The best answer was the first one.

You are using:

• GET when you want to retrieve data (GET DATA).
• POST when you want to send data (POST DATA).

GET and POST are HTTP methods which can achieve similar goals

GET is basically for just getting (retrieving) data, A GET should not have a body, so aside from cookies, the only place to pass info is in the URL and URLs are limited in length , GET is less secure compared to POST because data sent is part of the URL

Never use GET when sending passwords, credit card or other sensitive information!, Data is visible to everyone in the URL, Can be cached data . GET is harmless when we are reloading or calling back button, it will be book marked, parameters remain in browser history, only ASCII characters allowed.

POST may involve anything, like storing or updating data, or ordering a product, or sending e-mail. POST method has a body.

POST method is secured for passing sensitive and confidential information to server it will not visible in query parameters in URL and parameters are not saved in browser history. There are no restrictions on data length. When we are reloading the browser should alert the user that the data are about to be re-submitted.
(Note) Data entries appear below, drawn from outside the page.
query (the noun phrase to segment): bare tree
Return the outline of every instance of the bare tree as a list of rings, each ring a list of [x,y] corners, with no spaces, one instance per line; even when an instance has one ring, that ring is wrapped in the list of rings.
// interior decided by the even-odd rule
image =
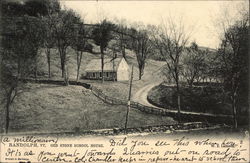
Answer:
[[[193,42],[191,47],[186,48],[183,54],[183,67],[181,74],[186,79],[188,85],[192,87],[193,82],[202,75],[205,66],[205,56],[207,52],[198,49],[198,45]]]
[[[225,33],[225,39],[222,40],[221,61],[223,63],[222,70],[225,78],[224,84],[226,91],[229,91],[232,102],[234,127],[237,128],[237,101],[239,98],[239,89],[241,87],[242,78],[246,76],[248,70],[247,52],[248,52],[248,20],[236,22]]]
[[[88,45],[88,30],[84,26],[83,22],[81,22],[77,26],[77,34],[75,38],[73,39],[73,49],[76,51],[76,61],[77,61],[77,75],[76,75],[76,81],[79,79],[79,71],[81,67],[81,61],[82,61],[82,54],[84,51],[88,51],[86,46]]]
[[[21,89],[21,83],[12,68],[8,67],[6,63],[1,64],[1,81],[0,88],[3,90],[5,100],[5,133],[9,131],[10,124],[10,107]]]
[[[175,22],[172,17],[169,17],[166,23],[162,23],[158,32],[158,35],[153,35],[154,44],[166,61],[168,74],[175,81],[178,103],[178,120],[180,122],[180,57],[182,56],[183,50],[188,42],[189,34],[186,33],[182,20]]]
[[[125,19],[117,20],[117,31],[119,31],[116,32],[117,40],[119,42],[118,47],[120,52],[122,53],[122,57],[126,59],[126,41],[128,36],[126,35],[127,26]]]
[[[133,49],[136,54],[136,59],[139,68],[139,80],[141,80],[144,74],[144,67],[146,63],[146,59],[150,53],[152,44],[150,42],[149,36],[146,30],[140,30],[136,32],[136,36],[134,38],[134,46]]]

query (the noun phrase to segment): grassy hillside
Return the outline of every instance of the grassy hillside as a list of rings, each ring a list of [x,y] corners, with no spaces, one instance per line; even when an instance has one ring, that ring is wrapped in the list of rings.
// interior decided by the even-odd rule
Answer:
[[[40,51],[41,54],[39,56],[39,66],[38,71],[40,76],[47,77],[48,76],[48,65],[47,65],[47,58],[44,50]],[[98,54],[92,54],[88,52],[83,53],[82,62],[80,73],[84,72],[84,69],[89,61],[92,59],[99,58]],[[76,78],[76,52],[72,48],[67,49],[67,65],[69,70],[69,77],[71,79]],[[51,50],[51,75],[52,78],[60,78],[61,77],[61,63],[60,63],[60,56],[56,49]]]
[[[51,74],[52,78],[61,78],[61,69],[60,69],[60,57],[57,50],[53,49],[51,55]],[[68,56],[68,69],[69,69],[69,77],[71,80],[76,79],[76,53],[73,49],[68,48],[67,50]],[[105,53],[105,57],[112,57],[112,52],[107,50]],[[121,57],[121,54],[118,54],[118,57]],[[80,76],[85,73],[86,65],[92,60],[100,58],[100,52],[98,46],[94,46],[94,53],[84,52],[82,57],[82,63],[80,68]],[[163,77],[160,74],[160,68],[165,64],[162,61],[155,61],[152,59],[148,59],[145,65],[144,75],[141,80],[138,76],[138,64],[136,60],[135,54],[126,50],[126,59],[131,67],[134,66],[134,76],[133,76],[133,88],[132,94],[134,94],[138,89],[142,88],[148,83],[163,80]],[[41,51],[41,55],[39,58],[39,72],[41,77],[47,77],[47,60],[46,54],[44,51]],[[83,79],[81,79],[83,80]],[[84,82],[91,83],[102,89],[103,92],[109,96],[127,99],[128,97],[128,81],[125,82],[113,82],[113,81],[105,81],[101,83],[98,80],[83,80]]]
[[[148,60],[142,80],[138,80],[137,61],[133,52],[127,50],[127,61],[134,65],[134,81],[132,94],[148,82],[159,80],[159,67],[162,62]],[[40,51],[38,75],[47,78],[47,60],[44,50]],[[107,51],[105,56],[112,54]],[[76,53],[73,49],[67,50],[68,69],[71,80],[76,78]],[[111,56],[110,56],[111,57]],[[120,57],[120,55],[119,55]],[[94,53],[83,53],[80,74],[92,59],[100,58],[99,48],[94,47]],[[52,78],[61,78],[60,57],[56,49],[51,51],[51,74]],[[127,99],[128,82],[112,82],[97,80],[83,80],[91,83],[109,96]],[[103,103],[89,90],[76,86],[56,86],[46,84],[26,84],[23,91],[14,100],[11,106],[10,128],[13,132],[18,131],[65,131],[97,128],[123,127],[125,121],[126,107],[112,106]],[[4,103],[1,108],[1,128],[4,128],[5,110]],[[175,123],[172,118],[149,115],[137,110],[131,110],[129,127],[160,125]],[[1,129],[0,128],[0,129]]]
[[[25,85],[11,107],[10,131],[75,131],[124,127],[125,106],[105,104],[80,86]],[[132,109],[128,127],[173,124],[172,118]],[[3,124],[2,124],[3,125]]]

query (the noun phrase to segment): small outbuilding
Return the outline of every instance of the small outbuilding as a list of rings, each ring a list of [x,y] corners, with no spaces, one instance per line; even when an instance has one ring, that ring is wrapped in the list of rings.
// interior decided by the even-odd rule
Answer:
[[[85,72],[85,78],[101,80],[101,59],[91,60]],[[105,58],[103,73],[105,80],[127,81],[129,80],[129,65],[124,58]]]

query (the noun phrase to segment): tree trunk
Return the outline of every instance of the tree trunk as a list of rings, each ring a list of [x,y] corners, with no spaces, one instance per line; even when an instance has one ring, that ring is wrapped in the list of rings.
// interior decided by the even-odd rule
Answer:
[[[176,82],[176,90],[177,90],[177,107],[178,107],[178,123],[181,122],[181,97],[180,97],[180,87],[179,87],[179,69],[178,67],[175,69],[175,82]]]
[[[60,49],[59,53],[60,53],[60,58],[61,58],[62,78],[64,78],[64,84],[68,86],[69,74],[68,74],[68,67],[67,67],[67,60],[66,60],[66,48]]]
[[[15,96],[11,96],[15,87],[11,86],[10,90],[7,92],[7,103],[6,103],[6,123],[5,123],[5,133],[9,132],[9,124],[10,124],[10,105],[13,102]]]
[[[124,41],[123,41],[123,34],[121,35],[121,38],[120,38],[120,51],[122,53],[122,57],[126,60],[126,53],[125,53],[125,47],[124,47]]]
[[[141,69],[139,68],[139,80],[141,80]]]
[[[124,46],[122,46],[122,57],[126,60],[126,52]]]
[[[48,63],[48,77],[50,78],[51,75],[50,75],[50,48],[47,48],[47,63]]]
[[[76,81],[78,81],[79,79],[79,71],[80,71],[80,67],[81,67],[81,61],[82,61],[82,51],[77,52],[77,74],[76,74]]]
[[[236,111],[236,92],[233,93],[233,96],[232,96],[232,107],[233,107],[233,122],[234,122],[234,128],[237,128],[238,127],[238,124],[237,124],[237,111]]]
[[[67,64],[65,63],[64,65],[64,83],[65,83],[65,86],[68,86],[69,85],[69,74],[68,74],[68,67],[67,67]]]
[[[37,79],[37,56],[35,56],[35,79]]]
[[[17,60],[17,76],[18,76],[18,78],[21,77],[21,59],[20,59],[20,57],[18,57],[18,60]]]
[[[63,49],[59,49],[60,59],[61,59],[61,70],[62,70],[62,78],[65,76],[65,62],[66,62],[66,54]]]
[[[177,88],[177,107],[178,107],[178,123],[181,122],[181,97],[180,97],[180,88],[179,83],[176,83]]]
[[[104,82],[104,74],[103,74],[103,69],[104,69],[104,49],[101,46],[101,68],[102,68],[102,83]]]
[[[5,123],[5,133],[7,134],[9,131],[9,124],[10,124],[10,101],[11,95],[8,95],[7,103],[6,103],[6,123]]]
[[[190,88],[192,88],[192,86],[193,86],[193,80],[192,80],[192,79],[187,80],[187,83],[188,83],[188,86],[189,86]]]
[[[143,76],[143,66],[139,66],[139,80],[141,80],[142,76]]]
[[[62,62],[62,60],[61,60],[61,70],[62,70],[62,78],[64,78],[64,74],[65,74],[65,64]]]

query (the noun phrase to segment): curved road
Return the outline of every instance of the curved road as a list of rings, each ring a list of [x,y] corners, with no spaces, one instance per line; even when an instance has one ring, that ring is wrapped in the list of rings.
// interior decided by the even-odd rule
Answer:
[[[142,105],[150,106],[150,107],[156,107],[152,104],[150,104],[147,100],[148,92],[155,86],[161,84],[161,82],[155,82],[155,83],[150,83],[147,84],[146,86],[142,87],[139,89],[133,96],[132,100],[134,102],[138,102]]]
[[[146,86],[142,87],[139,89],[133,96],[132,100],[134,102],[138,102],[142,105],[149,106],[149,107],[154,107],[158,109],[164,109],[155,105],[152,105],[148,102],[147,96],[148,92],[155,86],[161,84],[161,82],[155,82],[155,83],[150,83],[147,84]],[[173,86],[173,84],[169,84],[169,86]],[[170,112],[177,112],[177,110],[169,110]],[[216,117],[232,117],[231,115],[224,115],[224,114],[212,114],[212,113],[200,113],[200,112],[190,112],[190,111],[181,111],[184,114],[193,114],[193,115],[205,115],[205,116],[216,116]]]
POST method cannot be bookmarked

The reason for using POST when making changes to data:

• A web accelerator like Google Web Accelerator will click all (GET) links on a page and cache them. This is very bad if the links make changes to things.
• A browser caches GET requests so even if the user clicks the link it may not send a request to the server to execute the change.
• To protect your site/application against CSRF you must use POST. To completely secure your app you must then also generate a unique identifier on the server and send that along in the request.

Also, don't put sensitive information in the query string (only option with GET) because it shows up in the address bar, bookmarks and server logs.

Hopefully this explains why people say POST is 'secure'. If you are transmitting sensitive data you must use SSL.

When the user enters information in a form and clicks Submit , there are two ways the information can be sent from the browser to the server: in the URL, or within the body of the HTTP request.

The GET method, which was used in the example earlier, appends name/value pairs to the URL. Unfortunately, the length of a URL is limited, so this method only works if there are only a few parameters. The URL could be truncated if the form uses a large number of parameters, or if the parameters contain large amounts of data. Also, parameters passed on the URL are visible in the address field of the browser not the best place for a password to be displayed.

The alternative to the GET method is the POST method. This method packages the name/value pairs inside the body of the HTTP request, which makes for a cleaner URL and imposes no size limitations on the forms output. It is also more secure.